I don’t know why I like such dark games. Some of it’s that I have a perverse hatred for anything too obvious or predictable; the standard “upright good guys strive against awful bad guys to achieve a happy ending” scenario does nothing for me. If nothing else, these kinds of games successfully subvert my expectations. I think on some level it’s also cathartic; when I’m having a bad day, it’s hard to feel sorry for myself if I’m playing a game about the end of civilization as we know it.
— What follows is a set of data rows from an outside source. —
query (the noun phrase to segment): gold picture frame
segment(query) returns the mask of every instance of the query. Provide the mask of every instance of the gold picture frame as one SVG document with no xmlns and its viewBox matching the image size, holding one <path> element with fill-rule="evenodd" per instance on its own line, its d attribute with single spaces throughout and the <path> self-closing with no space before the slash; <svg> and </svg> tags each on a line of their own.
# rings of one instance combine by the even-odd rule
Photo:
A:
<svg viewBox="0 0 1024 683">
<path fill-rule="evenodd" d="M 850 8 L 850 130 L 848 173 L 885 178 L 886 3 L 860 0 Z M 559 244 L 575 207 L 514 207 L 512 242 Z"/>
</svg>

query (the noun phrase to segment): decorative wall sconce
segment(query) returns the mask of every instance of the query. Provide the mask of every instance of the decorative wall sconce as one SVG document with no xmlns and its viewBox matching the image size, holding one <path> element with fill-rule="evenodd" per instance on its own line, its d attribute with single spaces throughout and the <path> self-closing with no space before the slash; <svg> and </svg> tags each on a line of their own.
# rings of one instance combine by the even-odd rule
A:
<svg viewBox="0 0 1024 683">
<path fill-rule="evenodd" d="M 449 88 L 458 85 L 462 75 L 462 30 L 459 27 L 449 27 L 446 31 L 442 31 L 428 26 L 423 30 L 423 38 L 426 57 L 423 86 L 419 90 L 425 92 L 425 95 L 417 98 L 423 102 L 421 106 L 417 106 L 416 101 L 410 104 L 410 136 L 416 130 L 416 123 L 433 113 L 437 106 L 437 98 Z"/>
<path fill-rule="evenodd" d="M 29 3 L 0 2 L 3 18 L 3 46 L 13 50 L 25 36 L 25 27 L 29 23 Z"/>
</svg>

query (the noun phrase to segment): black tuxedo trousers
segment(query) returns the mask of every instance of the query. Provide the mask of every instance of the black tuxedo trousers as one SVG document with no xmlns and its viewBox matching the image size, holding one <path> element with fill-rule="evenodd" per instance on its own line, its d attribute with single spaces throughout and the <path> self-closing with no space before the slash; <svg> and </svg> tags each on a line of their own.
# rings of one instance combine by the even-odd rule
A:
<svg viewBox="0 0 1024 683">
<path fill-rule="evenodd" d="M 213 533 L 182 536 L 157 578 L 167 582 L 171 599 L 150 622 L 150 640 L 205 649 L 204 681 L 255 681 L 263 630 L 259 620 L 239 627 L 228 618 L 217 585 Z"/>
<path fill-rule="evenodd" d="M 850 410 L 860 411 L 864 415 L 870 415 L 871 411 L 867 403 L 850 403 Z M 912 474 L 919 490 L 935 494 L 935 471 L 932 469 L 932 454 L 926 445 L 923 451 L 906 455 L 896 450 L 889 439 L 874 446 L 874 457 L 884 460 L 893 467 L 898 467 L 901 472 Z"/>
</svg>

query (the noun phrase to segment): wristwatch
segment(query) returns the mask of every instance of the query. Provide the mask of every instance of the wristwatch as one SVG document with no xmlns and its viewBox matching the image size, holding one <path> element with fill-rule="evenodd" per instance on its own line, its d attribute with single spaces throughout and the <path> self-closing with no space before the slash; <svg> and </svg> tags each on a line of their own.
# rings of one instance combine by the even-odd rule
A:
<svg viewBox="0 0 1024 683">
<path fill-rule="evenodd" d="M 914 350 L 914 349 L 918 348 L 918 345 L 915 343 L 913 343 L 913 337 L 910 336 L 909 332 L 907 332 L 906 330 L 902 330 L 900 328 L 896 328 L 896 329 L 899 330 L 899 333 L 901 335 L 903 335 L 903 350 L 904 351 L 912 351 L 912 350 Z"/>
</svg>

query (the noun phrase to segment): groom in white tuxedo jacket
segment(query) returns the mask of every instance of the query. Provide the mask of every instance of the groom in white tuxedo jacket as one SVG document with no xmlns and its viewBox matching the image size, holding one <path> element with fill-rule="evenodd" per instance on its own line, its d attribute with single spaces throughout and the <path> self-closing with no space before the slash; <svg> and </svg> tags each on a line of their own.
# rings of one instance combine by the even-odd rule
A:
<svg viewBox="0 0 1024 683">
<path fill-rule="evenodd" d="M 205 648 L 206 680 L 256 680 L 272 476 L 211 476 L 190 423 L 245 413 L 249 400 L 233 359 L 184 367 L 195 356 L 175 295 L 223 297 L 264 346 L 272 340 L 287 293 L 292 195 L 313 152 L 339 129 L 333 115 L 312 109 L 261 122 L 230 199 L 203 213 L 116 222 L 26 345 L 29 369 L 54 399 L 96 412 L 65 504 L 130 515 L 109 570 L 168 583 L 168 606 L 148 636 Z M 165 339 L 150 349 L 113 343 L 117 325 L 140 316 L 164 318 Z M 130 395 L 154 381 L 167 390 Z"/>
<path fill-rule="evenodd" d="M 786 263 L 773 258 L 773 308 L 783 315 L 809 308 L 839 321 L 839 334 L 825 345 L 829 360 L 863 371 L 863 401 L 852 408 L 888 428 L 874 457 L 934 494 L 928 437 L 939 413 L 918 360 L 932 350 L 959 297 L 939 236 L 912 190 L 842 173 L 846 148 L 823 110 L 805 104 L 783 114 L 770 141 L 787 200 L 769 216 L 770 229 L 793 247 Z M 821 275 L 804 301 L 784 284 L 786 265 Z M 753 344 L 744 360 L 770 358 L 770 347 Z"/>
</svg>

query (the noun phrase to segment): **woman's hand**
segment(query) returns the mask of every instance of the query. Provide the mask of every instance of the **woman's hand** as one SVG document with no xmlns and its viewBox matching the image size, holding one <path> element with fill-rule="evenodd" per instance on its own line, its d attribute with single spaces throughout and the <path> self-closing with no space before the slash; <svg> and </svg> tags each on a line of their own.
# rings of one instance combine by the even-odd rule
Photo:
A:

Fictionistically speaking, I think what I take from these games is the idea that anything goes. Killing the protagonist is OK, provided you’ve developed your other characters enough to carry the story. Failing to save the world from Certain Doom is OK too; showing how the characters recover from this makes for an interesting and more original story. Making the villain your hero (or making your hero villainous) is a great way to invert, and thus freshen, tired tropes. A story can take place in a gloomy setting, with a protagonist of questionable sanity and morality, and have a relentlessly “down” plot arc, yet all this will make the bright spots — an optimistic character, a budding romance — that much more enjoyable by contrast.
Also, dropping giant carnivorous babies out of the sky is a great way to liven up a dull story!
(OK, I don’t plan to ever do that. I have to admit, though, it was certainly effective.)